In late 2016, Elovitch was worried by a series of media reports about a mysterious police probe into Netanyahu’s affairs. Fearing that this undercover probe related to his ties with the prime minister, he prepared accordingly. He consulted friends and lawyers, and also met with Hefetz.
He and Hefetz discussed covering the tracks that connected Walla’s slanted coverage with huge governmental benefits for Bezeq. He then contacted the person responsible for slanting the coverage, Walla CEO Ilan Yeshua, and demanded that he destroy all the evidence. He didn’t know that Yeshua had decided months ago to protect himself by preserving it.
People involved in the investigation said Yeshua was shocked by Elovitch’s request that he obstruct it. This was apparently a watershed moment in their relationship. Suddenly Yeshua began refusing the obsessive orders from his boss to coddle Netanyahu and his wife Sara.
By that point, hundreds of such orders had been given. Sometimes Elovitch and his wife, Iris, contacted Walla executives several times a day to demand alternations in its coverage.
Iris Elovitch was responsible for Sara Netanyahu’s public relations; her husband focused on the prime minister. Some of the requests related to Netanyahu’s rivals, including an order to ignore or tar Bennett and Justice Minister Ayelet Shaked.
By January 2017, Elovitch could temporarily breathe easy. It turned out the mysterious probe of Netanyahu didn’t relate to Elovitch, but to his competitor Mozes.
Their cases complement and illuminate each other. Both offer a window into Netanyahu’s soul, showing that he was apparently willing to use his governmental powers to obtain docile, obedient media coverage.
Netanyahu and Elovitch are both expected to argue that there’s no connection between Netanyahu’s actions as communications minister and Walla’s editorial decisions; that Netanyahu’s decisions on Bezeq were reasonable and backed by ministry professionals; and that Walla’s coverage wasn’t slanted, but merely obedient to its own editorial policy on fair and balanced coverage. “Walla is the most moderate and fairest media outlet to us,” Hefetz wrote in January 2015, a few weeks before the election.
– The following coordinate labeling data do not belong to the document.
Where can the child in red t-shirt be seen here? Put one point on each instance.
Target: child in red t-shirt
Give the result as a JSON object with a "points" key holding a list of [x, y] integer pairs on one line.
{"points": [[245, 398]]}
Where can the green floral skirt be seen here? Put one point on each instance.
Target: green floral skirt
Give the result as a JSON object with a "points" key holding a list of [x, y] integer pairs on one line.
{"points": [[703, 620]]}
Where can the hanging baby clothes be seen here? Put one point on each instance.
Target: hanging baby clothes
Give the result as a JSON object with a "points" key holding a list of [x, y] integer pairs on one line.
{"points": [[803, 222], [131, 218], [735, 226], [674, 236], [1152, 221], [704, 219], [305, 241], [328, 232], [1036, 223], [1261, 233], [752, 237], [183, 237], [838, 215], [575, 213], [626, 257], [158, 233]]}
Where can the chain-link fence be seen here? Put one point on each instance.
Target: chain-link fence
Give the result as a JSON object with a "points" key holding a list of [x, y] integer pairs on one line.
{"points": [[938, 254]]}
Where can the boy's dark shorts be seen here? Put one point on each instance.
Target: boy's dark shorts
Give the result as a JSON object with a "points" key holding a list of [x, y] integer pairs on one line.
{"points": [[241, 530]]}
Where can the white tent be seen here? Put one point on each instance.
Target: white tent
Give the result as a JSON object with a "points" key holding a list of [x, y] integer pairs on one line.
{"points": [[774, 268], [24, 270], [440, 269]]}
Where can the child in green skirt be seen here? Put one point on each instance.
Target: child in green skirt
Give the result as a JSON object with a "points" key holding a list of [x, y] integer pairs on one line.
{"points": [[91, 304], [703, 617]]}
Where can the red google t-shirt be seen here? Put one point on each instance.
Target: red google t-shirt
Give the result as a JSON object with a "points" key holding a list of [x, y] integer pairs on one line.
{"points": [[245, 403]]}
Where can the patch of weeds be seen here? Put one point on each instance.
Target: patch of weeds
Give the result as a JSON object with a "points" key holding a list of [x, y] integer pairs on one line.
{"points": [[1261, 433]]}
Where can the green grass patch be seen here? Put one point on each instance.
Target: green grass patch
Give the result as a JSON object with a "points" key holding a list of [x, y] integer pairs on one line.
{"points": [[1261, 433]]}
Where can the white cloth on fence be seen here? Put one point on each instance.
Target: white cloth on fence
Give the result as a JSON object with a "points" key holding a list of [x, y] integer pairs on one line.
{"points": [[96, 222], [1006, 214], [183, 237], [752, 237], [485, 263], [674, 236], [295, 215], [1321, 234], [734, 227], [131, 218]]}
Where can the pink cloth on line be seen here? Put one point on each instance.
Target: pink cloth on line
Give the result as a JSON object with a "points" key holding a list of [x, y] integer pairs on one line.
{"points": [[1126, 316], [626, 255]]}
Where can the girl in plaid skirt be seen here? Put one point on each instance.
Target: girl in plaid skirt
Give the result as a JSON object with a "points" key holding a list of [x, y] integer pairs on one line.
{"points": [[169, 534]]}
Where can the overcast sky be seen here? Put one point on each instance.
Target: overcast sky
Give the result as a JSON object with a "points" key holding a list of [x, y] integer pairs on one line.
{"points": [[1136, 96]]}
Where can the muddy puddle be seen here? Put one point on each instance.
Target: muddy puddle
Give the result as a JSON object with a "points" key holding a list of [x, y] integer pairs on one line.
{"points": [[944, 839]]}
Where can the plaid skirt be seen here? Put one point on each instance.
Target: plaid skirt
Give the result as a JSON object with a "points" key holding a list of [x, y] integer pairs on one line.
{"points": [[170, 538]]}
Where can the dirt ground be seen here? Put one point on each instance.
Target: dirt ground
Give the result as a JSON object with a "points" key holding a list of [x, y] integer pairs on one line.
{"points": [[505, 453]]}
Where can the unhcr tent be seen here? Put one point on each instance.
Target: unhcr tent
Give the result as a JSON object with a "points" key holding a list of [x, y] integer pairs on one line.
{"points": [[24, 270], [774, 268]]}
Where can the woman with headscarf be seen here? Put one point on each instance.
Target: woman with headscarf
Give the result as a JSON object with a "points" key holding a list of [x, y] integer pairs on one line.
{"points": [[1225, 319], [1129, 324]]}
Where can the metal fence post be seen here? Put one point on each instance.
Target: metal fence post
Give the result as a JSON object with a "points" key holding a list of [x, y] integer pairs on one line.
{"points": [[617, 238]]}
Both men will also claim they were unaware of their wives’ many unambiguous phone calls and text messages.
These claims will be countered by Hefetz’s testimony and recordings, which, according to people involved in the investigation, show that Netanyahu expected Elovitch to serve him. Evidence from Yeshua, Filber and others will also bolster the case that the two main players were well aware of their quid pro quo relationship.